Root Canal

What Are Root Canals?

Root canals are a dental procedure in which the infected or damaged pulp inside a tooth is removed to alleviate pain and prevent further infection. The root canal is then cleaned, filled, and sealed to restore the tooth’s health and function.


 How Do Root Canals Work?

During a root canal procedure, your dentist numbs the area around the affected tooth and creates a hole to reach the pulp chamber and root canals. The infected or damaged pulp is then removed using specialized instruments. The root canals are thoroughly cleaned and shaped to remove any remaining debris.

Am I a Good Candidate for a Root Canal?

Typically, individuals are best suited for a root canal procedure if they have severe tooth pain or infections caused by decay, trauma, or a cracked tooth. Root canals are recommended when preserving the natural tooth is possible and preferable to extraction.


The Root Canal Procedure?

The procedure involves removing the infected or damaged pulp from inside your tooth. After numbing the area, your dentist creates an access hole, cleans the root canals, and shapes them. The canals are filled with gutta-percha and sealed. Finally, a crown or filling is placed to restore your tooth’s function.

Root Canal Therapy

Created in Treatment

The Root Canal Procedure

Root canals are tiny passageways that branch off from beneath the top of the tooth, coursing their way vertically downward, until they reach the tip of the root.
All teeth have between one and four root canals.

Many tooth problems involve infections that spread to the pulp, which is the inner chamber of the tooth containing blood vessels, nerves and other tissues. When the infection becomes worse, it can begin affecting the roots. A traumatic injury to a tooth can also compromise the pulp, leading to similar problems.

A diseased inner tooth brings a host of problems including pain and sensitivity as the first indications of a problem.  However, inside a spreading infection can cause small pockets of pus to develop, which can lead to an abscess. 

Root canal therapy is a remarkable treatment with a very high rate of success, and involves removing the diseased tissue, halting the spread of infection and restoring the healthy portion of the tooth. In fact, root canal therapy is designed to save a problem tooth; before the procedure was developed and gained acceptance, the only alternative for treating a diseased tooth was extraction.

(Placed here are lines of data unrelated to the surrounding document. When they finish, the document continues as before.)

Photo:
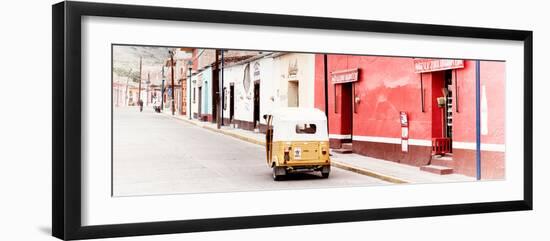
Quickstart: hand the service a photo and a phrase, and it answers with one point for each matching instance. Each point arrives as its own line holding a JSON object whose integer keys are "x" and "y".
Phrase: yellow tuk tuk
{"x": 297, "y": 140}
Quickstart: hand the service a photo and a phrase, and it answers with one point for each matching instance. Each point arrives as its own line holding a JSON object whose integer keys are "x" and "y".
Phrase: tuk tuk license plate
{"x": 298, "y": 153}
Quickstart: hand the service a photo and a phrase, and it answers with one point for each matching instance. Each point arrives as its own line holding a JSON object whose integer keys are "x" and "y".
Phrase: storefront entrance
{"x": 346, "y": 112}
{"x": 442, "y": 112}
{"x": 293, "y": 94}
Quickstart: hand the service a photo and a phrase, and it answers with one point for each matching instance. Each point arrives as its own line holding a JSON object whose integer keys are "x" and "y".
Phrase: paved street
{"x": 156, "y": 154}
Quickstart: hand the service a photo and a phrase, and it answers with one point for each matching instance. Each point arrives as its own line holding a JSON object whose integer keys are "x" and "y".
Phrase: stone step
{"x": 342, "y": 151}
{"x": 440, "y": 170}
{"x": 442, "y": 162}
{"x": 447, "y": 157}
{"x": 347, "y": 146}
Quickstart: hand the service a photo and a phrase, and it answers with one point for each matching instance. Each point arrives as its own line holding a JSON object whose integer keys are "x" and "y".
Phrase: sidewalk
{"x": 385, "y": 170}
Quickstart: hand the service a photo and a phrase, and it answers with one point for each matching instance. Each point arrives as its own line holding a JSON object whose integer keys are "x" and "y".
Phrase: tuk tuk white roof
{"x": 298, "y": 114}
{"x": 286, "y": 119}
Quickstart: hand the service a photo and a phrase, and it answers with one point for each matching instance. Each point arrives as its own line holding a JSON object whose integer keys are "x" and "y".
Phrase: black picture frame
{"x": 66, "y": 119}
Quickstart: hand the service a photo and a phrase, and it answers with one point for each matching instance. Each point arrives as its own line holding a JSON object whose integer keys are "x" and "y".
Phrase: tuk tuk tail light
{"x": 287, "y": 156}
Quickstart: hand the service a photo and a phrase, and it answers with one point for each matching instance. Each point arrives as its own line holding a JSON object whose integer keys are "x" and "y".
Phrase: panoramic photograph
{"x": 193, "y": 120}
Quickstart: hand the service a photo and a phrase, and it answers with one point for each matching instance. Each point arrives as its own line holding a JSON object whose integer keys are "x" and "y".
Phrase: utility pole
{"x": 189, "y": 87}
{"x": 139, "y": 86}
{"x": 127, "y": 83}
{"x": 222, "y": 90}
{"x": 148, "y": 86}
{"x": 217, "y": 82}
{"x": 173, "y": 90}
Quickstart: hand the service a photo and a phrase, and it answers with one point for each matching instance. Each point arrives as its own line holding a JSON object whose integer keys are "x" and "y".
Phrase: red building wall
{"x": 388, "y": 85}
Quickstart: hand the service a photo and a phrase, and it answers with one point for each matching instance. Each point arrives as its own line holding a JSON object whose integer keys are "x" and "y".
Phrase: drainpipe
{"x": 478, "y": 123}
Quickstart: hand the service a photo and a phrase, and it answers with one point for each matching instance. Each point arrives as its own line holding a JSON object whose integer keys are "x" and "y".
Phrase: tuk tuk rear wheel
{"x": 325, "y": 171}
{"x": 278, "y": 173}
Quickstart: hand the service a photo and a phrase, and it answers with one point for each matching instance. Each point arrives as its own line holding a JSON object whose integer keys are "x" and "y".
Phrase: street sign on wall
{"x": 345, "y": 76}
{"x": 431, "y": 65}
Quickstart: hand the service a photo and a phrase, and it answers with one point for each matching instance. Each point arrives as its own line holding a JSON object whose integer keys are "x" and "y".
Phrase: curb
{"x": 366, "y": 172}
{"x": 333, "y": 162}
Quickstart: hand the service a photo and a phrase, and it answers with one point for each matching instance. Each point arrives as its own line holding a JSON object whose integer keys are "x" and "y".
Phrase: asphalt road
{"x": 156, "y": 154}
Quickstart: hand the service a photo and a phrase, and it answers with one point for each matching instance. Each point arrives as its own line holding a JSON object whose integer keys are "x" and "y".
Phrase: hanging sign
{"x": 431, "y": 65}
{"x": 345, "y": 76}
{"x": 404, "y": 119}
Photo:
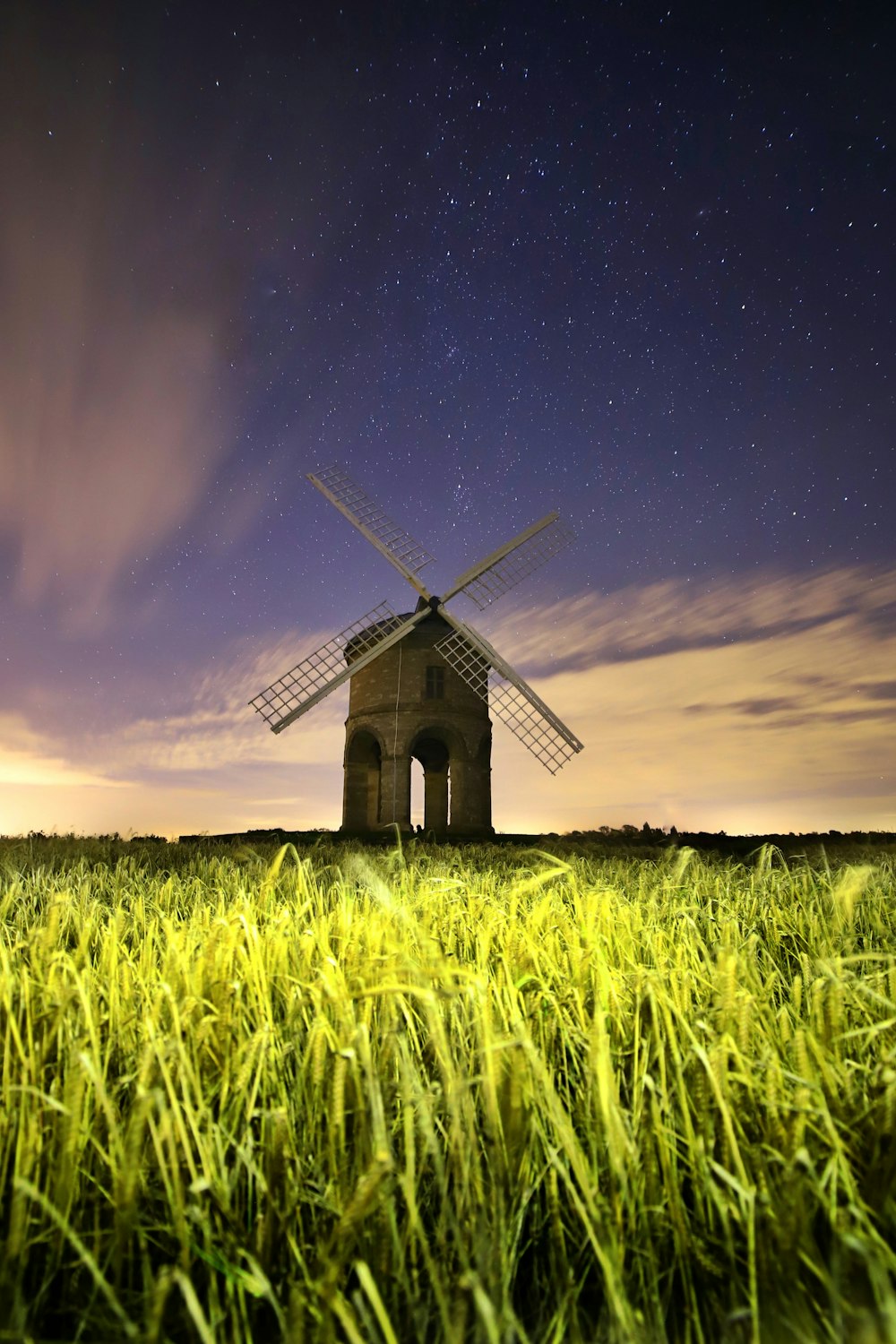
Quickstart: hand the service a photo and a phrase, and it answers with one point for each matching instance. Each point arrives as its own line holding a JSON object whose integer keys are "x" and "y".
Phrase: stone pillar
{"x": 357, "y": 796}
{"x": 471, "y": 795}
{"x": 435, "y": 798}
{"x": 395, "y": 792}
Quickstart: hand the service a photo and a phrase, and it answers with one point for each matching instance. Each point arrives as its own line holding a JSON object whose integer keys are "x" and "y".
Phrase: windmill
{"x": 422, "y": 683}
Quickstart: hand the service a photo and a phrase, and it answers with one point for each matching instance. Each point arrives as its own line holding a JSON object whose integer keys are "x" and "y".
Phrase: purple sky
{"x": 627, "y": 263}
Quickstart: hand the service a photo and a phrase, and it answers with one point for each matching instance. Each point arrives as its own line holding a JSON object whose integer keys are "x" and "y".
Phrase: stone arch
{"x": 435, "y": 747}
{"x": 363, "y": 789}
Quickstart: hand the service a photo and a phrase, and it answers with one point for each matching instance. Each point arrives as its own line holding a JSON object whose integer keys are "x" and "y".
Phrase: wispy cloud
{"x": 745, "y": 731}
{"x": 112, "y": 349}
{"x": 677, "y": 615}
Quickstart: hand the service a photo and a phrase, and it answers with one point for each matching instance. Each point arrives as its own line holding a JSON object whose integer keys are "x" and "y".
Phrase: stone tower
{"x": 410, "y": 704}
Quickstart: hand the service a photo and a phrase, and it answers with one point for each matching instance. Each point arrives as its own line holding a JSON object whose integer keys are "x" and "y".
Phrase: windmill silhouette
{"x": 422, "y": 683}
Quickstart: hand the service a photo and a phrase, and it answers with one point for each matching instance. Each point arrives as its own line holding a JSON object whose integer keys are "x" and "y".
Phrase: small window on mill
{"x": 435, "y": 683}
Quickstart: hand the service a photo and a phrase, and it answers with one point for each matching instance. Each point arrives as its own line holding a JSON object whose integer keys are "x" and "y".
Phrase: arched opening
{"x": 363, "y": 782}
{"x": 435, "y": 758}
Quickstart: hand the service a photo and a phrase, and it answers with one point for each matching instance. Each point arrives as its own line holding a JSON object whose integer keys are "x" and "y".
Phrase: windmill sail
{"x": 398, "y": 546}
{"x": 508, "y": 696}
{"x": 300, "y": 688}
{"x": 513, "y": 562}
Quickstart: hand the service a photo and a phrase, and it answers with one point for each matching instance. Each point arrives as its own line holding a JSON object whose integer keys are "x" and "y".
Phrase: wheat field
{"x": 445, "y": 1094}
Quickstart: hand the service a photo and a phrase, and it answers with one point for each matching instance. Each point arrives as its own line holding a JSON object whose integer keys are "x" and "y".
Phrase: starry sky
{"x": 627, "y": 261}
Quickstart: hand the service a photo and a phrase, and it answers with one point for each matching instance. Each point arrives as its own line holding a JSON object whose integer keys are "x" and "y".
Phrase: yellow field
{"x": 445, "y": 1094}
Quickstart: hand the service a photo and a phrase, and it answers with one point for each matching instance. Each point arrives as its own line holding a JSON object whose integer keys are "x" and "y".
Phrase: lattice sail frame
{"x": 509, "y": 570}
{"x": 323, "y": 671}
{"x": 367, "y": 513}
{"x": 511, "y": 699}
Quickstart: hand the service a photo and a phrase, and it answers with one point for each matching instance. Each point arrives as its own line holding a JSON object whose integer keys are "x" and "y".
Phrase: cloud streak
{"x": 761, "y": 733}
{"x": 112, "y": 352}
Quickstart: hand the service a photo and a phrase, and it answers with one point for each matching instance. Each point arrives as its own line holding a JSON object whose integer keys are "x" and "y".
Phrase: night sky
{"x": 626, "y": 261}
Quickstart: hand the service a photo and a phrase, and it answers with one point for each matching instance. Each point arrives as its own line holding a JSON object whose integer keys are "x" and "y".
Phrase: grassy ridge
{"x": 469, "y": 1094}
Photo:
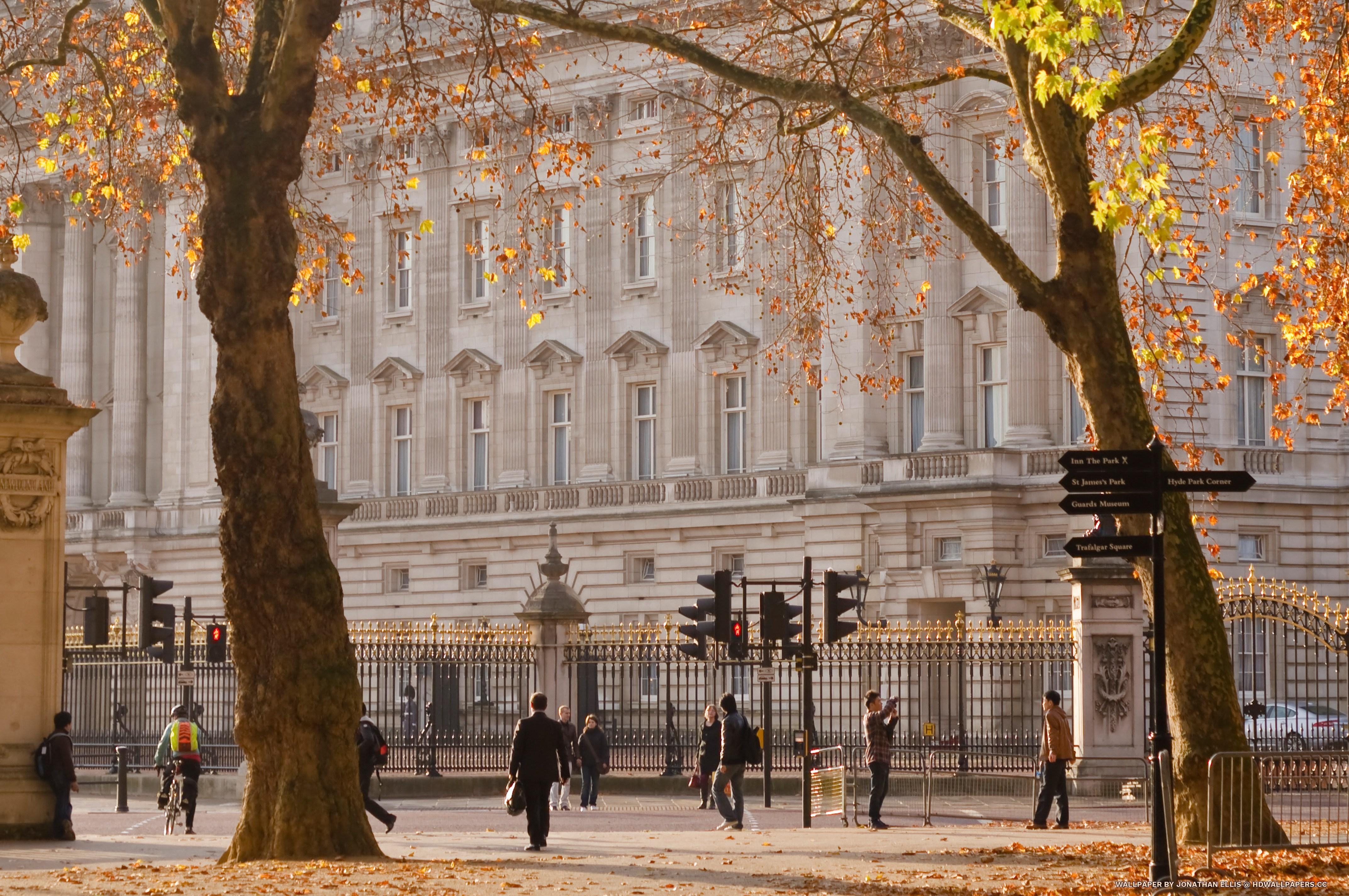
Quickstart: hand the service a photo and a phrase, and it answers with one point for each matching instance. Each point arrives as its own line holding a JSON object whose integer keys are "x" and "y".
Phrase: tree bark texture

Root canal therapy usually entails one to three visits. During the first visit, a small hole is drilled through the top of the tooth and into the inner chamber. Diseased tissue is removed, the inner chamber cleansed and disinfected, and the tiny canals reshaped. The cleansed chamber and canals are filled with an elastic material and medication to prevent infection. If necessary, the drilled hole is temporarily filled until a permanent seal is made with a crown.

Most patients who have root canal experience little or no discomfort or pain, and enjoy a restored tooth that can last almost as long as its healthy original.